In many states and many districts, they are firing a ridiculous amount of teachers for these very same reasons. Its why many of my friends are getting out of teaching. The states say that we should run educational institutions like a business but they don’t give us the materials to do what we need to do and then fire everyone under 3 years in May and June so that you wait 3 months to find out if you get your job back. There is no other business in the world where that would happen. So clearly, the business model of education isn’t working so well. People have forgotten that teaching isn’t a trade. They’ve forgotten the impact that a teacher has on their students. They have also forgotten that we get no overtime and spend more time doing work at home than just about any other profession I can think of. Teachers often work in the summer so that we can afford our bills. We do this because teaching is a calling and we love what we do. The people running the schools right now seem to have forgotten that regardless of low pay, little thanks, and a crazy amount of hours, we LOVE what we do. It is sad to me and I wish that teachers had some say in what happened in policy. The people who make the policy have often never been in a classroom as a teacher and therefore don’t know what really goes on. This is the state of education in this country right now. I love my kids and it makes me sad for them. (They’re cute.
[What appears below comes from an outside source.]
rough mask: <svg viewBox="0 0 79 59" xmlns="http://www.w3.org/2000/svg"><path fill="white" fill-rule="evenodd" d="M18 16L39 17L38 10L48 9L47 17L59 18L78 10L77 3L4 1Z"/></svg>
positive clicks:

I got a couple of letters, a card, and necklace today from various kids. They’re sending me emails and checking in already and school just ended today. 🙂 )

I don’t know what will happen next year. I assume that most of the stuff I did will fall away and be forgotten by all except for those who were involved. I was reading Neil Gaiman’s blog (as I often do) and I agree with him: personal tragedy is not the best inspiration. And this is a personal tragedy, as anyone who loved their job and was handed a pink slip (which strangely, is white) will tell you. In this economy, I have little choice and few prospects. I will most likely spend time collecting unemployment, which is a blow to my pride as someone who has always been incredibly independent and always wants to stand on my own two feet. I know that I will land on my feet eventually. I am like a cat in both my curiosity and my ability to make things work. I just hate the fact that at the moment the ground where I can land seems rather far away. The situation is what it is. I’m sure that something will come along eventually. Meanwhile, I have student loans to pay off and car payments to make. Guess it’s time to tighten the belt again.